Call-by-value semantics for the λ-calculus are described in the notes.
Useful files
- SExp.scala is an S-Expression parser in scala. It can be compiled to a .class file and used from Java, too.
- churchmarks.scm contains some examples of Church encodings that might be useful in building benchmarks.

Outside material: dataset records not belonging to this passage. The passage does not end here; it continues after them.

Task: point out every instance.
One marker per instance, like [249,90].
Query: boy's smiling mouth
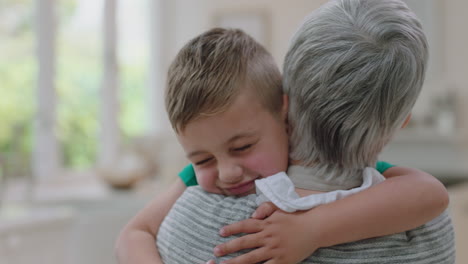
[242,189]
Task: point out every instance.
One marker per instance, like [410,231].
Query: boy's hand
[264,210]
[280,238]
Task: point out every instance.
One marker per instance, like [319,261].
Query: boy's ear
[284,108]
[408,118]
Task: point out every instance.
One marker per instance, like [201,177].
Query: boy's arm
[136,242]
[407,199]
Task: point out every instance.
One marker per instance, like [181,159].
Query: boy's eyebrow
[232,139]
[241,135]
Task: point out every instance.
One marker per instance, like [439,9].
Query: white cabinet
[34,235]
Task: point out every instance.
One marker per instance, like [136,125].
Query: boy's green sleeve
[187,175]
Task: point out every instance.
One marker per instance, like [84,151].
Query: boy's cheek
[207,180]
[267,165]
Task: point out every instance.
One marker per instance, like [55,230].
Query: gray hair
[353,73]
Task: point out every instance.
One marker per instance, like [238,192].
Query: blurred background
[84,139]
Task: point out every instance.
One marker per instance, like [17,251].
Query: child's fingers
[264,210]
[245,226]
[254,256]
[244,242]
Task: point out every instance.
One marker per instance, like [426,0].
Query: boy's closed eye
[242,148]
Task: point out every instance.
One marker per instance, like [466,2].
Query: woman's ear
[284,108]
[408,118]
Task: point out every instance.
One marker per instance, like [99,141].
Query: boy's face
[232,149]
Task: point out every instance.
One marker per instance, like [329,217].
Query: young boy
[235,137]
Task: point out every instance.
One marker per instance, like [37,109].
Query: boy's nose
[230,172]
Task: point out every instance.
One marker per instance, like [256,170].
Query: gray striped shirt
[189,233]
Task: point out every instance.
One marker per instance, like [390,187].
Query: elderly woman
[352,73]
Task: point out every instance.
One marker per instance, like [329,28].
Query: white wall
[444,22]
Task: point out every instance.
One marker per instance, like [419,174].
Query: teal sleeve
[382,166]
[187,175]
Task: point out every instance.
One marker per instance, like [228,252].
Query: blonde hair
[211,70]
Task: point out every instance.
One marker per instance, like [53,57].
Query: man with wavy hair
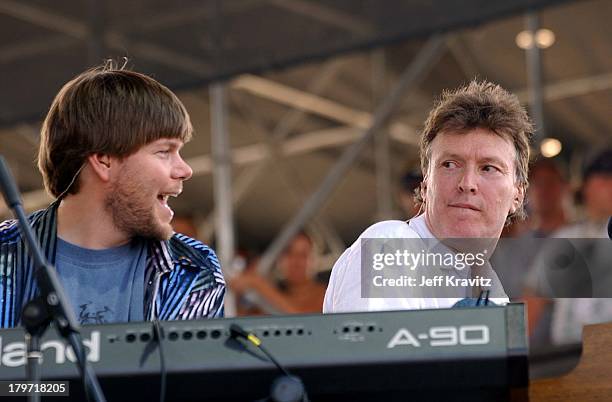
[474,161]
[110,155]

- lcplus.zip contains a reference implementation.
To run it, execute
scala -cp . languages.lcplus.LCPlus
and enter your program into stdin. If you supply the flag--print-intermediate
, it will print out intermediate reductions.
Requirements
- When untarballed, the file you turn in should create the following file/directory structure:
<lastname>-<firstname>-project1/ <lastname>-<firstname>-project1/Makefile <lastname>-<firstname>-project1/README <lastname>-<firstname>-project1/benchmarks/
- Running
Make run < filename
should run the interpreter on the supplied filename. - The output of your interpreter should be a λ-term in the simplified grammar that represents the complete call-by-value β-reduction of the original term. If the input term is non-terminating, your program should run forever and produce no output.
-
Supply at least three benchmarks in the benchmarks folder.

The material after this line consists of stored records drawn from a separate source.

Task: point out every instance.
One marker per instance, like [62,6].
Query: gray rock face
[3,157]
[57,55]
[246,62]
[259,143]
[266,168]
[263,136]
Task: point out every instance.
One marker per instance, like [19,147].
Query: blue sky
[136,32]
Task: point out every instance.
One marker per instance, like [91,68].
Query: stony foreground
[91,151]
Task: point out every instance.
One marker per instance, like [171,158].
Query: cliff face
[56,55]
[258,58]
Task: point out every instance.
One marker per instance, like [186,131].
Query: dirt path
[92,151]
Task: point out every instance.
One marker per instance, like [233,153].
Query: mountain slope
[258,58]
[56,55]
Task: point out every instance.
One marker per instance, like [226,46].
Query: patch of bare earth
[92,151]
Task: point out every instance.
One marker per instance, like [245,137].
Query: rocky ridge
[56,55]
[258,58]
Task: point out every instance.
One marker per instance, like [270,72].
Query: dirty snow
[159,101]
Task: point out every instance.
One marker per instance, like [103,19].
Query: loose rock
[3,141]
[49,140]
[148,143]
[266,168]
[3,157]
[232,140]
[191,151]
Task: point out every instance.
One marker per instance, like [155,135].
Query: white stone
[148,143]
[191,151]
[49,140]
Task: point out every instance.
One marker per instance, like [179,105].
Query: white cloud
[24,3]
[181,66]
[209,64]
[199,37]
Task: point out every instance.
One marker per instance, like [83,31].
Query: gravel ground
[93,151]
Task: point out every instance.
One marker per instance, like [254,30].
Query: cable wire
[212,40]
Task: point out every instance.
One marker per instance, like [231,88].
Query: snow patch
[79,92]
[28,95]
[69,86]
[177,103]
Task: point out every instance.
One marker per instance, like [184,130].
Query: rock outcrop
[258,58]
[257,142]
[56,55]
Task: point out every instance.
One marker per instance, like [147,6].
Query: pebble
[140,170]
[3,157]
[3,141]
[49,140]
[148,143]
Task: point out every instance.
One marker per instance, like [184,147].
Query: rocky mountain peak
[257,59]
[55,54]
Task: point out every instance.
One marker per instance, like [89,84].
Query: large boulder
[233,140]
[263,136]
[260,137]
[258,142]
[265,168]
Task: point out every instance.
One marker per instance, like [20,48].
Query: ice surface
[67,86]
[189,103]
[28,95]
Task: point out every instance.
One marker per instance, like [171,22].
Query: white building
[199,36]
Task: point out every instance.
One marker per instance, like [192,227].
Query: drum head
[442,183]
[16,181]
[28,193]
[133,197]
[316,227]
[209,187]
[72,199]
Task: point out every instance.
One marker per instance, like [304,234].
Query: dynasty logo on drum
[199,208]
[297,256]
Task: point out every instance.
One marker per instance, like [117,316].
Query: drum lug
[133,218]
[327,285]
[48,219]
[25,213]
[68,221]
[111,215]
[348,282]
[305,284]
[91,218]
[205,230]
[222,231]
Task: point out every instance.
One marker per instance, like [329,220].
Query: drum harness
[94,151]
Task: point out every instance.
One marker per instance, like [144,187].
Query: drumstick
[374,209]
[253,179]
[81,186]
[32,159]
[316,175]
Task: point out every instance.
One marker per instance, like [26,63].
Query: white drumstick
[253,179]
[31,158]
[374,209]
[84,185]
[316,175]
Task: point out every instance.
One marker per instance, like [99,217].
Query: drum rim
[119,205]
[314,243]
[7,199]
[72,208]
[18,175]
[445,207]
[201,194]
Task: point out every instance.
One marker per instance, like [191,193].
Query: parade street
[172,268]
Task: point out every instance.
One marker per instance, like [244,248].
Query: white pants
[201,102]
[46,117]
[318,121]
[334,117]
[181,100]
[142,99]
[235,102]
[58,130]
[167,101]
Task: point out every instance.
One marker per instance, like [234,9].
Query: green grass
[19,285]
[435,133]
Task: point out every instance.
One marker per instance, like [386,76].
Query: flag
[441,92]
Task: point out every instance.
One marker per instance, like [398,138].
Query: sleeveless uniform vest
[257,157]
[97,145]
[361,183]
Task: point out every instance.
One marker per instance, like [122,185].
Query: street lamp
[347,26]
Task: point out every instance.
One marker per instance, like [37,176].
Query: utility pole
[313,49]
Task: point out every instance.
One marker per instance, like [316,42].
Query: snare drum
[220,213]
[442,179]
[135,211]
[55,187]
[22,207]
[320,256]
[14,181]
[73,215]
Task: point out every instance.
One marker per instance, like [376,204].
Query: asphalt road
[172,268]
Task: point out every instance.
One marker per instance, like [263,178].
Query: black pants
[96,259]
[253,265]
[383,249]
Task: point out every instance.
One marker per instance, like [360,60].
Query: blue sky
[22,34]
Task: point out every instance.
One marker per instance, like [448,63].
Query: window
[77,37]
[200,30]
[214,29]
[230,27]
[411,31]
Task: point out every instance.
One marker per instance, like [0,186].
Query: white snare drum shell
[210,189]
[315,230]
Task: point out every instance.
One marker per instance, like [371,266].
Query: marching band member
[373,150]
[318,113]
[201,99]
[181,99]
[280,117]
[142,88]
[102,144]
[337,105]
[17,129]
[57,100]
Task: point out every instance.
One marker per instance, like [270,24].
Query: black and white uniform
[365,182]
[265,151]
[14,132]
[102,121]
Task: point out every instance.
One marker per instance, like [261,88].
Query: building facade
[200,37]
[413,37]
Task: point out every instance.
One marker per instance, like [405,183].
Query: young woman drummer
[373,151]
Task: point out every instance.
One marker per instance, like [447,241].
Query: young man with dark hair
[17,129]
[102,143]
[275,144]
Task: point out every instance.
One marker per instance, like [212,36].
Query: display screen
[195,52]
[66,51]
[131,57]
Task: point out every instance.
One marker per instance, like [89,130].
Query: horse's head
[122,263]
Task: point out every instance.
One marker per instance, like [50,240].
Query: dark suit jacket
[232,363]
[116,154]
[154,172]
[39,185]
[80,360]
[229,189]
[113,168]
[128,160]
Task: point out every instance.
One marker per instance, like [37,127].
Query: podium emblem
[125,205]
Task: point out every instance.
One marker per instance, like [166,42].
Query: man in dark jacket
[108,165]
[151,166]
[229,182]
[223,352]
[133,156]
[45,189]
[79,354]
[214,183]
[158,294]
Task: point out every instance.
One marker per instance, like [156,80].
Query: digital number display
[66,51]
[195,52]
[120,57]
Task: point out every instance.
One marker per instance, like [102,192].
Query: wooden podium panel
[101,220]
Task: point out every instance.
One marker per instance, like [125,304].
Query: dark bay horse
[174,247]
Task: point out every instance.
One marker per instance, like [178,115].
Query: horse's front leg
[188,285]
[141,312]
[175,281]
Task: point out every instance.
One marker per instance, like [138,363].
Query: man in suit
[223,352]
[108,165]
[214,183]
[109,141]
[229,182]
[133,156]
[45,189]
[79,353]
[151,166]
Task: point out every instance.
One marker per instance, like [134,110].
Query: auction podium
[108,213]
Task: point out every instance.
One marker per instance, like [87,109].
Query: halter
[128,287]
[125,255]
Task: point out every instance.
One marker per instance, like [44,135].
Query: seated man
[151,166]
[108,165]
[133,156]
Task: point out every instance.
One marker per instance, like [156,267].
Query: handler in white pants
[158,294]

Each benchmark should consist of two files:
lastname-firstname-benchmarkname.in
(the input program) andlastname-firstname-benchmarkname.out
(the output program). If the program is non-terminating, provide no .out file. - Put anything you think the grader might like to know in the README. At the very least, include a description of your benchmarks.
- Comment your code appropriately.
Turn in
Email a lastname-firstname-project1.tar.gz file with your code. Include "[cs6969] project 1 turnin" in the subject.
Advice
- Projects that are easy to untarball and grade make the grader happy.
- "Interesting" benchmarks will receive more credit. "Interesting" means something like a SAT solver (brute force is OK), a particle simulation, a ray tracer (even if it's 1-dimensional), a lambda calculus interpreter, encryption algorithms, a CPU simulator, a virtual machine or anything else which you wouldn't expect someone to implement in what is nearly the pure λ-calculus.